What Good is a Problem – Part 1

TLDR
The value is not in the software anymore but the “thinking processes” that produce the solution. Defining a problem well is the first step in such a thinking process.

What “Value” Used to Mean

Capital is not abundant anymore. AI is collapsing the talent stack. The end result is the compression of time-to-market(TTM).

There is more to delivering value than being the first or being the fastest. I.e. one could deliver the wrong solution fast. If one delivers the wrong solution, being first or fast is of no value. One could deliver the right solution slowly. That is of some value. One could deliver the right solution fast, that would be the best value. In all three cases, some factor other than short TTM is defining that which is of value. That value, now, more than ever before, is in the thinking process.

What is “Value” Starting to Mean

In the last two decades, because short TTM was hard to achieve, speed or rather time-to-market used to be the sufficient condition to win.
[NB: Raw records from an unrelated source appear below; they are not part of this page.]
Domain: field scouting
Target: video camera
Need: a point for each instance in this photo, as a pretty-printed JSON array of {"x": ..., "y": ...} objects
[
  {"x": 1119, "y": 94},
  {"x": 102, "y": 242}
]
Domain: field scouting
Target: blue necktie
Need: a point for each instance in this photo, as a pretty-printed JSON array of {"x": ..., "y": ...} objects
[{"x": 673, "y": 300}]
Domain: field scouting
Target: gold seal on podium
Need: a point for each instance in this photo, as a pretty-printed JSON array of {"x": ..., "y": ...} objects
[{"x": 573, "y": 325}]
If one could raise tons of money or one knew the secrets to operating with speed, short TTM could be achieved. With AI assistance, it seems time-to-market is now a commodity.
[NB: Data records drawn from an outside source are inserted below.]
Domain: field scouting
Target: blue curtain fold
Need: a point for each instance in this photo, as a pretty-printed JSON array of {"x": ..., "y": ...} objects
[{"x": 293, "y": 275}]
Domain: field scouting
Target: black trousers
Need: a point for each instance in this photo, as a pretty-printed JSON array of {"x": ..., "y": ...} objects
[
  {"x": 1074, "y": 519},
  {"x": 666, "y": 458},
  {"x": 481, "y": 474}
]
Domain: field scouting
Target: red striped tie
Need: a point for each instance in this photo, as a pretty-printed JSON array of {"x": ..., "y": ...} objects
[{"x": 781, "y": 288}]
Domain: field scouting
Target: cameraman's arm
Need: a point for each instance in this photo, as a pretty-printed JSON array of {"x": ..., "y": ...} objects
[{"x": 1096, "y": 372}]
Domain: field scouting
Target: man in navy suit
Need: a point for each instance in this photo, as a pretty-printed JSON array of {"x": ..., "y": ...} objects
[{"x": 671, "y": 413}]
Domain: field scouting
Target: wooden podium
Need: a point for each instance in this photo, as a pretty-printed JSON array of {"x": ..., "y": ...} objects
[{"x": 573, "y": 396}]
In the hierarchy of value, a short TTM has gone down the ladder. It has gone from being sufficient to becoming a necessary condition. This in turn means that sources of value need to be found elsewhere. Only having a fast TTM does not suffice anymore.

A Short TTM is of No Value by Itself

When we charge a price to a customer, they expect some value in return. A notion that is popular among software development companies is that the more extensive the solution, the more it offers, the more “use cases” it supports, the more users it supports, the cooler the tech is, the more value the product will add and  in turn, the more price it can command. This is the wrongest notion among all that are held by software teams. Just because it can be built quickly, does not mean it should be. This is the old “short TTM” mentality at play.
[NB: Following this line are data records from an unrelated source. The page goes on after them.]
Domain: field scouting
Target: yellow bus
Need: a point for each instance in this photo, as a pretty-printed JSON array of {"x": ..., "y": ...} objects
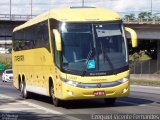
[{"x": 73, "y": 53}]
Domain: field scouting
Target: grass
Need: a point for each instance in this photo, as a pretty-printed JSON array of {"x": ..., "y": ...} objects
[{"x": 155, "y": 83}]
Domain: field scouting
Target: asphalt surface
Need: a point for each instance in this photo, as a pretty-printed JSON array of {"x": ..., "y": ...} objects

Value is in More than the Solution

The value customers derive from a solution is not about the solution that we sell. The value is in the problem that is solved by the solution. All else being equal, the more intense the problem, the more value its solution provides.

This value also depends on how well the problem is solved by a solution. Therefore, the tighter the connection between the Problem and the Solution, the higher value the customer gets. The more coherent, that is, the more logical and consistent the solution is to the problem, the more the value derived by the customer.

That means, if it is about providing value to a customer or about gauging how well we are doing in terms of providing value, it pays to know what problem we are trying to solve.

Defining problems clearly and in a well-aligned manner is the goal of a thinking process. The quality of the thinking process is as much about rigor of the process as it is about culture.